There are three reasons to expand study of political scientists’ research ethics beliefs. First, researchers discuss ethical issues when evaluating manuscripts both informally and through the official review process. Understanding perceptions can shed light on how research is evaluated and, subsequently, how it is produced. Second, without understanding researchers’ perceptions, it is difficult to have a meaningful conversation about how current research practices might or should change. Third, and arguably most important, absent an understanding of norms, it is hard to evaluate the extent to which any potential projects of concern exist outside the values of the field. Ethical issues are rarely simple—many ethical issues exist in grey areas that depend on hard-to-quantify costs/benefits and normative issues (Kidder, 1995; Paul and Elder, 2003; Sen, 1999; Sidgwick, 2019; Singer, 2011). These grey areas and perceptions of ethics may influence the types of methods researchers use in their own work, which has significant implications for the range and depth of knowledge that the field can generate. Our goal is not to articulate bounds on what is right or wrong in research. Rather, it is to better understand what political scientists think are acceptable research practices. Though previous work exists (e.g., Desposato, 2018; Naurin and Öhberg, 2021), we make several important contributions about scholars’ perceptions of research ethics.

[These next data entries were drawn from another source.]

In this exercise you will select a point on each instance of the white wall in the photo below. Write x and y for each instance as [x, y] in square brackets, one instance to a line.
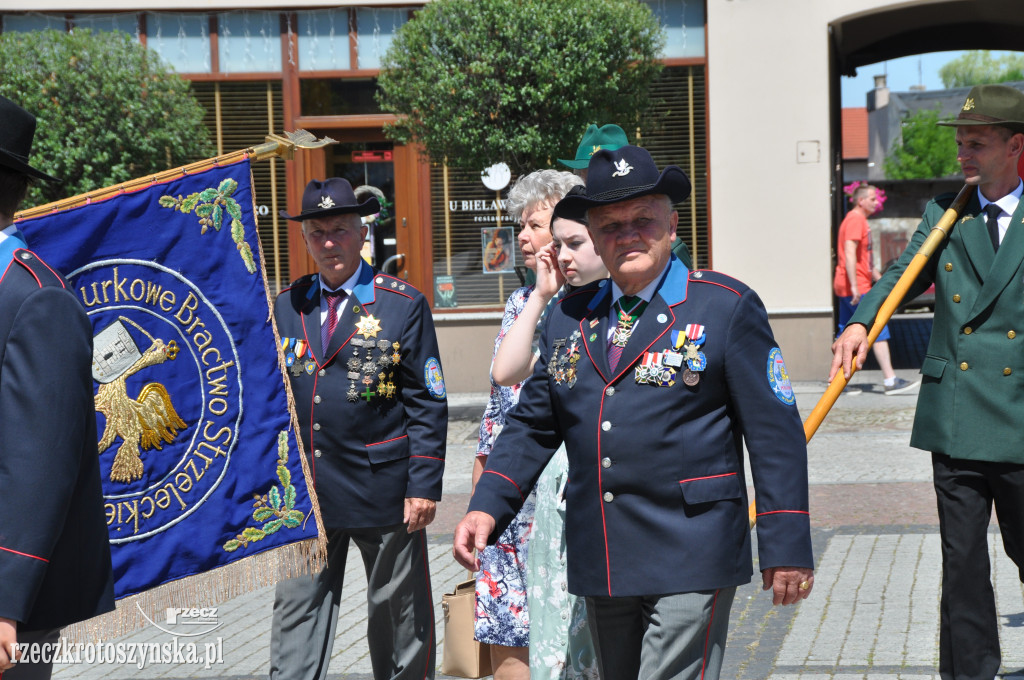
[768, 86]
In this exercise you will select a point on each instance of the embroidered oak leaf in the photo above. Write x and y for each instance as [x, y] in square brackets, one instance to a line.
[210, 206]
[275, 509]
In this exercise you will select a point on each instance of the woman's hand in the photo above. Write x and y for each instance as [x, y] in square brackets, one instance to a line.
[549, 278]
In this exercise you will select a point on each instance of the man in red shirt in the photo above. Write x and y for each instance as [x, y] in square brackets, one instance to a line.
[855, 271]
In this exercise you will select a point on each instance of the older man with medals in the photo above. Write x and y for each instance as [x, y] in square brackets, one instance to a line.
[372, 405]
[673, 372]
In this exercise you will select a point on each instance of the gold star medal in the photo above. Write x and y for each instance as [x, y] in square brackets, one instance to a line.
[368, 327]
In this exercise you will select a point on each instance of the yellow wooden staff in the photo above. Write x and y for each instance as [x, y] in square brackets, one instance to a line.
[936, 237]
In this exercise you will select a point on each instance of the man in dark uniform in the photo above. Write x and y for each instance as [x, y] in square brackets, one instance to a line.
[373, 409]
[54, 550]
[969, 412]
[654, 379]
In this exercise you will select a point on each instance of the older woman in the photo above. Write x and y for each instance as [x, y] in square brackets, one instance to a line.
[502, 609]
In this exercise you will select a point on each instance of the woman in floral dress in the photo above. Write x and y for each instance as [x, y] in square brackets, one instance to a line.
[560, 645]
[502, 608]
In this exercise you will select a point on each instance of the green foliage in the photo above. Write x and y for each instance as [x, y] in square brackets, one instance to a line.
[980, 68]
[108, 110]
[210, 205]
[274, 509]
[926, 151]
[518, 81]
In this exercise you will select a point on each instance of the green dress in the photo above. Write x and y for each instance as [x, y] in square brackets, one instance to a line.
[560, 646]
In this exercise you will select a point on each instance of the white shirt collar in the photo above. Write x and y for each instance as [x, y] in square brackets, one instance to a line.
[1008, 202]
[647, 293]
[348, 286]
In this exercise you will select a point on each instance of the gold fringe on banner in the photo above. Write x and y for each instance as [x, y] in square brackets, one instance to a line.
[248, 574]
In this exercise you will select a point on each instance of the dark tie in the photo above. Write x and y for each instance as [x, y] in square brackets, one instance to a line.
[992, 221]
[628, 309]
[334, 298]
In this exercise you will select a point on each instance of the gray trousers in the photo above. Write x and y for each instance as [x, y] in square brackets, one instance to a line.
[660, 637]
[400, 611]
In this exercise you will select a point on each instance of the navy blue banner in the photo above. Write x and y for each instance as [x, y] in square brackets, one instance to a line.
[198, 457]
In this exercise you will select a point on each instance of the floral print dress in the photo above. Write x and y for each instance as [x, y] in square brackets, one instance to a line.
[502, 613]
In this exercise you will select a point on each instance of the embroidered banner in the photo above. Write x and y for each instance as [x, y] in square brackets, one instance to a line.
[200, 463]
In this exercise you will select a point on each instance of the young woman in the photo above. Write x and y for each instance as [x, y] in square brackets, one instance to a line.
[560, 646]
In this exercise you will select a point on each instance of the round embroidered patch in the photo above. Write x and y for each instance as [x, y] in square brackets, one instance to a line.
[433, 378]
[778, 378]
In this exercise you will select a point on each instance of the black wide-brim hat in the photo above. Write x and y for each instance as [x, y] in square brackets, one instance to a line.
[17, 127]
[332, 197]
[624, 174]
[991, 104]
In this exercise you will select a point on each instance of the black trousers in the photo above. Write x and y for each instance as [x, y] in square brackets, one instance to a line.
[969, 639]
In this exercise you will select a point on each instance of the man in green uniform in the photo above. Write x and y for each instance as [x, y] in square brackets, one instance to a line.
[970, 408]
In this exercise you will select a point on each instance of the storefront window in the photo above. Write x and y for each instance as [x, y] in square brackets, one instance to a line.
[26, 23]
[125, 23]
[324, 40]
[249, 42]
[683, 22]
[181, 40]
[375, 33]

First, we show that researchers do not put much relative weight on ethics when evaluating research, possibly reflecting that most scholars presume that studies follow basic ethical guidelines unless they have a reason to suspect otherwise. The political scientists in our sample, who appear to be representative of the broader APSA membership, rank research ethics below theoretical contribution, research design, analysis, and empirical contribution, on average. This prioritization varies substantially both within and across subfields. Second, we demonstrate that researchers view different modes of inquiry as having different potential harms. Of chief concern are field and lab experiments, which directly manipulate real-world institutions or behaviors. Not all experimental approaches received similar scrutiny. Respondents expressed greater concern about interviews and qualitative work in terms of potential harm to research subjects than audit or survey experiments. Third, we show that several factors not clearly directly related to ethics are associated with perceptions of ethics. Political scientists are more likely to view a study as unethical depending on author affiliation, study location, and the sample size. In contrast, the rank of the scholar and the rank of the publication outlet are not clearly associated with researchers’ considerations. These results suggest that researchers sometimes make inferences about study ethicality based on indirect factors such as author affiliation or based on the mode of study itself.
Taken together, our results illuminate what political scientists believe about research ethics and heterogeneity in those opinions. Our work adds to a growing body of metascience (Ioannidis, 2005; Bisbee et al., 2020; Schooler, 2014; Wilke et al., 2021; Munger, 2020a, 2020b, 2021).
Data
We conducted a survey in collaboration with the American Political Science Association (APSA) in March 2020. A random sample of 3000 (out of 10,504 total) current APSA members were invited to complete our module. A total of 362 respondents consented and completed our module (12.5% response rate). The sample is varied along lines of rank and subfield. Respondents were not compensated for their participation. See the Appendix for more information about the sample, the wording of the survey questions, and a discussion of how our design adheres to ethical guidelines. We included several questions to capture perceptions of research ethics and then presented respondents with a conjoint experiment.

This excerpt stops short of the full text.